Similarly, European Central Bank officials adopted a cautious tone, ruling out an interest rate hike anytime soon and emphasizing the need for more data before making any decisions.
In a related context, data showed that new U.S. jobless claims fell more than expected last week, indicating continued labor market strength. This provides the Federal Reserve with room to keep interest rates unchanged for longer while monitoring the fallout of war-driven inflation.
Gold prices declined in European markets on Friday, extending their losses for the third consecutive day and moving further away from a four-week high due to ongoing correction and profit-taking, and under pressure from the continued recovery of the U.S. dollar in the foreign exchange market.
Despite this decline, gold is on track to achieve its fourth consecutive weekly gain, as investors await further developments regarding the peace talks between the United States and Iran.
Price Overview
- Gold Prices Today: Gold metal prices fell by 0.45% to ($4,767.81), from the opening level of ($4,789.10), and recorded a high of ($4,806.46).

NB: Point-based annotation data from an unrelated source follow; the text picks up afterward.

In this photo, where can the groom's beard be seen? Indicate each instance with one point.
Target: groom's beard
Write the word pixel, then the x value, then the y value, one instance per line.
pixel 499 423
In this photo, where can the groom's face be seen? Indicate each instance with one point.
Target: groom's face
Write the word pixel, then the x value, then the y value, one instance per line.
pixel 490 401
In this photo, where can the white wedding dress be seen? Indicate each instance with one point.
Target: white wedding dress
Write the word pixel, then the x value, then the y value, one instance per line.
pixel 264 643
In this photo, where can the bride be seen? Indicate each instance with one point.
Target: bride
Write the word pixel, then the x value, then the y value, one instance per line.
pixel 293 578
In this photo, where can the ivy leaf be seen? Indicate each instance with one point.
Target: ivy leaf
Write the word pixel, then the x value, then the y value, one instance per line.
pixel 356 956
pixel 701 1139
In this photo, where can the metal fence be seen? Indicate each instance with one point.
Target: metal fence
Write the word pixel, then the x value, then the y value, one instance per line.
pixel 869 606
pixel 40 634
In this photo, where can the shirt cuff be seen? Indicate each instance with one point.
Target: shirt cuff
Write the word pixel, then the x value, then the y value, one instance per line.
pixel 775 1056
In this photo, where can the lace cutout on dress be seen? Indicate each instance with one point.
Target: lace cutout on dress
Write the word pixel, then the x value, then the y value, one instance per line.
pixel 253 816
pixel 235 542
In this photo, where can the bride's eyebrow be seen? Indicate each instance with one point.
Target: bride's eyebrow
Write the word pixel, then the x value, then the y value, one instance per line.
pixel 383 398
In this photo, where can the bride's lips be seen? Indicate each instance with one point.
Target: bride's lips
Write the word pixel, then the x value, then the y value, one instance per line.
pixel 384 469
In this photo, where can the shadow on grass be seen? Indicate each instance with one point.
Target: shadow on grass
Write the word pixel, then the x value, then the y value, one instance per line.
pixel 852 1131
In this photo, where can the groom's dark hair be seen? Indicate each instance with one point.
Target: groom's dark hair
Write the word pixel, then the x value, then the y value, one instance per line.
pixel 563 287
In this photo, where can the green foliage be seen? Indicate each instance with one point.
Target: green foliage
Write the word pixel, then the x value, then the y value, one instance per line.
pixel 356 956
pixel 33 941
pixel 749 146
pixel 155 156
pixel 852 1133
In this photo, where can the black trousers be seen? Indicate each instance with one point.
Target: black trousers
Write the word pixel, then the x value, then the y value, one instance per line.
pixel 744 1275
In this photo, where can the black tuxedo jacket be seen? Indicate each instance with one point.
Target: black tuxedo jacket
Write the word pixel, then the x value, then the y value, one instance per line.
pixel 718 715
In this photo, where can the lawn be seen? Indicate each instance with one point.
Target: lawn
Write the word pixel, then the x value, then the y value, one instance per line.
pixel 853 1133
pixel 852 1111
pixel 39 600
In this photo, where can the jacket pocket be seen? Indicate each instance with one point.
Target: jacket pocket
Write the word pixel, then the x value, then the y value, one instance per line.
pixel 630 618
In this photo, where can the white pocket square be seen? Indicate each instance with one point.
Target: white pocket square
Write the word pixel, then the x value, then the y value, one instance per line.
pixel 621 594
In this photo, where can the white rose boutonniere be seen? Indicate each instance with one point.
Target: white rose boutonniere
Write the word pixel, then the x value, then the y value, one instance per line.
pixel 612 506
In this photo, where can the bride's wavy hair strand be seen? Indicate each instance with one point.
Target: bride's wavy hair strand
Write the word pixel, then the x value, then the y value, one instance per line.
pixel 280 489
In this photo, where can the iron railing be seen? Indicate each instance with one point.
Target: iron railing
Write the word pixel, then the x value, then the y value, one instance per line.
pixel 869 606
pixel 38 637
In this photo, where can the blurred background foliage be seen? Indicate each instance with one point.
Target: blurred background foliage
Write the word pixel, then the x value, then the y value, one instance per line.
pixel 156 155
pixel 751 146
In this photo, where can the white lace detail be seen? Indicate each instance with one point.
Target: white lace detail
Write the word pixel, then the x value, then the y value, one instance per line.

- Upon price settlement on Thursday, gold prices lost less than 0.1%, marking the second consecutive daily loss amid continued correction and profit-taking from a four-week high of $4,871.34 per ounce.
Weekly Trading
Throughout this week's trading, which officially concludes with today's price settlement, gold prices are up by approximately 0.75% so far, on the verge of securing a fourth consecutive weekly gain.
The U.S. dollar slid to its lowest level in six weeks earlier this week as the Israel-Lebanon truce, combined with prospects for resuming U.S.-Iranian talks, prompted investors to liquidate their long positions in the American currency.
The U.S. Dollar
The dollar index rose on Friday by 0.1%, extending its gains for the second consecutive session as it continues to recover from a six-week low, reflecting the ongoing ascent of the American currency against a basket of major and minor currencies.
In addition to dip-buying, the dollar is being buoyed by renewed demand as an alternative investment of choice, given the current uncertainty dominating the peace talks between the United States and Iran.
According to some media reports, American and Iranian negotiators have lowered their ambitions for a comprehensive peace agreement and are now seeking a temporary memorandum of understanding to prevent a return to conflict, with the nuclear file remaining a major obstacle.
U.S. President Donald Trump stated that the next round of peace talks between the United States and Iran could take place over the weekend.
Global Oil Prices
Global oil prices rose on Friday by an average of 0.75%, continuing their ascent for the second consecutive session as part of a recovery from multi-week lows, amid fears of the continued closure of the Strait of Hormuz to supertankers.
Undoubtedly, the rise in global oil prices renews fears of accelerating inflation, which may prompt global central banks to raise interest rates in the near term—a sharp shift from pre-war expectations of cutting or holding rates steady for a long period.
U.S. Interest Rates
- According to the FedWatch tool of the CME Group: the pricing of the probabilities of keeping U.S. interest rates unchanged at the April meeting is currently stable at 99%, and the pricing of the probabilities of raising interest rates by about 25 basis points is at 1%.
- In order to re-price those probabilities, investors are closely following the release of more economic data from the United States.
Gold Performance Expectations
Tim Waterer, chief market analyst at KCM Trade, said: Investors are closely monitoring any tangible progress in the U.S.-Iranian negotiations. Any progress or extension of the current fragile ceasefire could help calm oil markets and inflation fears, which could allow for a further rise in gold prices.
SPDR Fund
Gold holdings at the SPDR Gold Trust, the world's largest gold-backed exchange-traded fund, increased on Wednesday by about 1.15 metric tons, marking the third consecutive daily increase and bringing the total to 1,052.91 metric tons, which is the highest level since April 8.